Wednesday, September 15, 2004

the well-off, the scale and the life of a lawai

well China! Slightly further afield than Turkey!

I arrived and quickly estableshed that the few toursits here are mostly from Asia (korea, japan). There are really very few 'westerners', and i think a lot of those here are ex-pats!

Things of note:

the food, certainly cheap and certainly an intersting variety/mix. Most locals dont even know what most of the things they get served are! The best though is monkey brains. A live monkey is brought out, the ehad chopped off in front of you and then you crack the skull and suck out the brains. Fortunately I have not been witness to this yet, but its pretty common!

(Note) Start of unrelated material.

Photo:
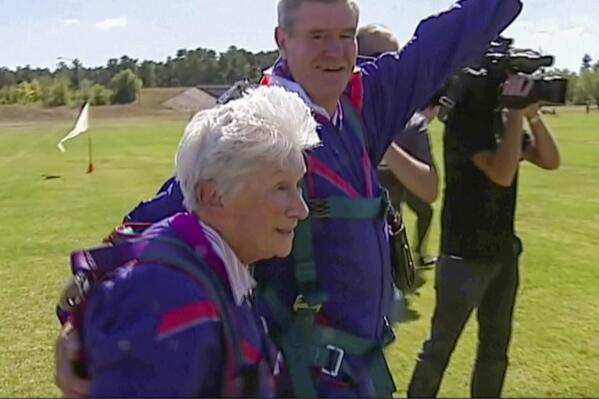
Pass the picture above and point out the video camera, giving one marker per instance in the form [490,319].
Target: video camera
[477,87]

the size. I always though NYC, the US in general does things on grand scale, but nothing beats China. The skyscrapers, the buildings being built are all fantastic. I was shocked though that they are building a deep-sea containter port. Its going to be a man-made island (I think) around 30km off Shanghai, that they will then build a bridge from linking it to the mainland! the 3 metro lines here are up to 5 yrs old. they are building 9 more i think in the next 5-10 years! the whole of shanghai seems to be constantly under construction, adn spaghetti junction in B'ham is nothing compared to some of the junctions here. Finally how can the chinese build things, and get them finished quickly so that they work, whilst in the UK things take ages, are always delayed, cost more and tend to need redoing 2 days after the opening?

the traffic: something that every traveller in every country points out; here its a case of knowing that red means amber, that there is no such thing as 'right of way', 'speed limit' or limits to what a cyclist can carry on them, on their bike, on their trailer.

the 'lawai' dimension: meaning foreigner, i finally get what everyone else who has been outside fo EU/N. America gets with the hassling for money, dvds, watches etc. 'bu yau'(spelling?) is no! But I am a mean negotiator adn currently pay 30% of asking price (the askign price on the label, not jsut the one they tell me cause I am not chinese) for goods that I have bought. Interstingly its tough to communicate here as there are many, many people, even in their 20s who have had no exposure to english at all (don't even know 'hello', let alone 'please unlock my sim card, that's sim card, not pin number, and no please don't call the SOS number')

finally I wanted to say that I am living with a friend, through AIESEC UK, in a ratehr nice house, wtih a maid and driver; when her parents were here we visited a country club, a restaurant in the 56th floor of jin mao tower (apparently the tallest in Asia?), and a friend's penthouse appartment with his own cinema room, so its been nice. driver's cost about 100 pounds a month -bargain! even people from HK won't drive here! Maids are commonplace for anyone with a management job it seems.

So, a long introduction and some observations that may not be actually true, and might change by next week! its a fantastic city, and I cannot wait to get to Beijing in a day or two. I could go on, but I won't instead I'm off to the french quarter.

Adam

p.s.some great prices (13 RMB = 1 pound): 2 RMB for a single train ticket, 5-8 RMB for fake, good quality DVD, 25 RMB for a real DVD, 4-8 RMB for lunch, 3 RMB for a bottle of coke. Glad to leave London!!!